Finding a supervisor is an important step in the grad school application process. Many programs require that a student is supported by a Professor before they can be admitted to the program. So finding a supervisor can be the tipping point that gets you into a grad program.
So how do you find a grad supervisor?
Well, you should already have a few suggestions from the Professors that you’ve talked to about your interests in grad school. Start by doing a bit of research on those Professors. Look at their website and learn about their research.
But sometimes Professors are slow to update their webpages so you have to do a bit more work. In my field, neuroscience, you can go onto the Society for Neuroscience website and look at the abstracts from the Professor’s lab that were presented at the annual meeting. This will give you information about current projects in the lab.
You can also use Pubmed to look at their publications.

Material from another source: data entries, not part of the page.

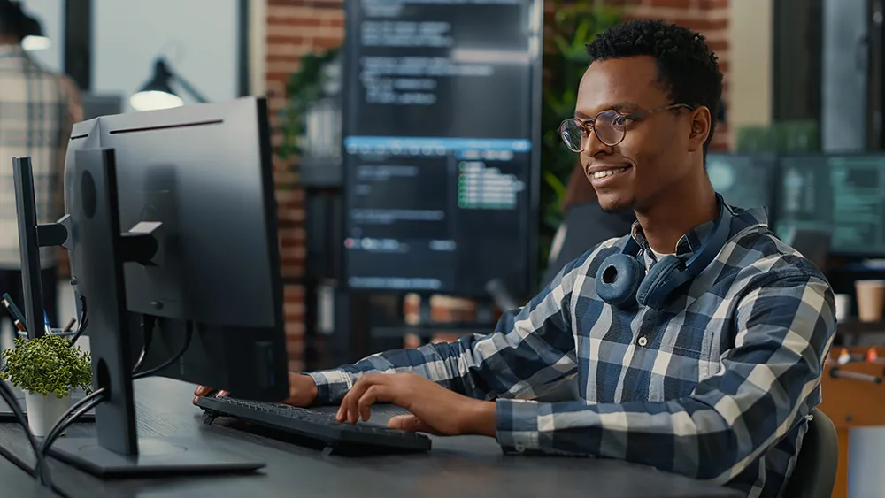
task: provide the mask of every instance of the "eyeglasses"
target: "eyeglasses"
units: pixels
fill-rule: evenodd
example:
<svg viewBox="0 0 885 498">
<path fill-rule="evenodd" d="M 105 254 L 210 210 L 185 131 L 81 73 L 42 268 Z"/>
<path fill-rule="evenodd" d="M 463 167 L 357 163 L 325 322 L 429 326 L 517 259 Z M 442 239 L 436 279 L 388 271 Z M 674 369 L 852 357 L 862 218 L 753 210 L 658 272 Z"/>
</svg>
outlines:
<svg viewBox="0 0 885 498">
<path fill-rule="evenodd" d="M 578 119 L 569 118 L 559 125 L 559 136 L 566 142 L 566 146 L 573 152 L 583 152 L 587 148 L 588 138 L 590 132 L 596 134 L 599 142 L 613 147 L 620 143 L 627 136 L 627 120 L 635 121 L 643 116 L 658 112 L 660 111 L 669 111 L 684 107 L 694 111 L 695 108 L 687 103 L 673 103 L 664 107 L 656 107 L 646 111 L 640 111 L 633 114 L 621 114 L 617 111 L 603 111 L 592 119 Z"/>
</svg>

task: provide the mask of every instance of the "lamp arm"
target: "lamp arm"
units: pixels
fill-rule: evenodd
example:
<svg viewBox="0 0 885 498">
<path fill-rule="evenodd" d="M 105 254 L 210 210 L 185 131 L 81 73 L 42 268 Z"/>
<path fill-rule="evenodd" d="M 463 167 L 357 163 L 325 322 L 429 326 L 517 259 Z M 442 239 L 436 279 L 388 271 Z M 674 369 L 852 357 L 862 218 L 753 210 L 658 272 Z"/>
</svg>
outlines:
<svg viewBox="0 0 885 498">
<path fill-rule="evenodd" d="M 194 97 L 194 100 L 196 100 L 199 103 L 206 103 L 207 102 L 209 102 L 209 100 L 206 97 L 203 96 L 203 94 L 197 91 L 197 89 L 195 88 L 193 85 L 189 83 L 187 80 L 179 76 L 177 72 L 170 71 L 169 73 L 172 74 L 172 77 L 175 79 L 175 82 L 181 85 L 181 88 L 183 88 L 184 91 L 188 92 L 189 94 L 190 94 L 190 96 Z"/>
</svg>

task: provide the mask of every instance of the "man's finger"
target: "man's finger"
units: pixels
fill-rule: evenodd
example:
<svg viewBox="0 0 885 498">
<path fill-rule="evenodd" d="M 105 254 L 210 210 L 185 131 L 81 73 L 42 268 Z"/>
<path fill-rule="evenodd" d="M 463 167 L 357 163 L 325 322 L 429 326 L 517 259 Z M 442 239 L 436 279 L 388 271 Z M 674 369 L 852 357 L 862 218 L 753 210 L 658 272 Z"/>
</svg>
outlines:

Now that you’ve done some reading about the Professor’s research you are ready to contact them. Write a short, but informative email to enquire about graduate opportunities in the Professor’s lab.
The email needs to convey a range of information. Such as:
- who recommended that you contact them,
- your name
- where you are doing your undergrad degree,
- your undergrad major,
- your research experience
- your goals for grad studies
- why you are interested in their research,
All of this needs to be written in 8-12 sentences. If it is too long the Professor may not have time to read it. If it is too short it might not have enough information to catch the Professor’s attention. You are trying to engage their attention and start a communication with the Professor.
You’ll notice that the first thing I listed is who recommended the Professor and last is why you are interested in their research. These are very important to Professors’ decisions to take a look at an applicant.
What do you do if no one recommended the Professor? In this situation you’ll need to convey why you are contacting the Professor. It may because you’ve read one of their papers, you know a student in their lab, you heard them give a talk, etc. Whatever it is be sure to say it in your email.
By now you’ve probably figured out that you’ll need to write personalized emails to each Professor. I strong discourage the bulk email method. I immediately delete emails that are generic enquires about if I have space in my lab. Those emails look like the student is taking the fishing trip approach to finding a grad supervisor. This will not get you into the best labs with the best supervisors.
Finally, you need to be both patient and persistent. Professors are often busy and may not respond right away to your email. Wait a week and then contact them again. If you still get no response don’t give up just yet. Contact the program and ask them for help, indicate who you are trying to contact and ask if they have any suggestions. Some Professors prefer to wait until the complete application package is in before they respond to students.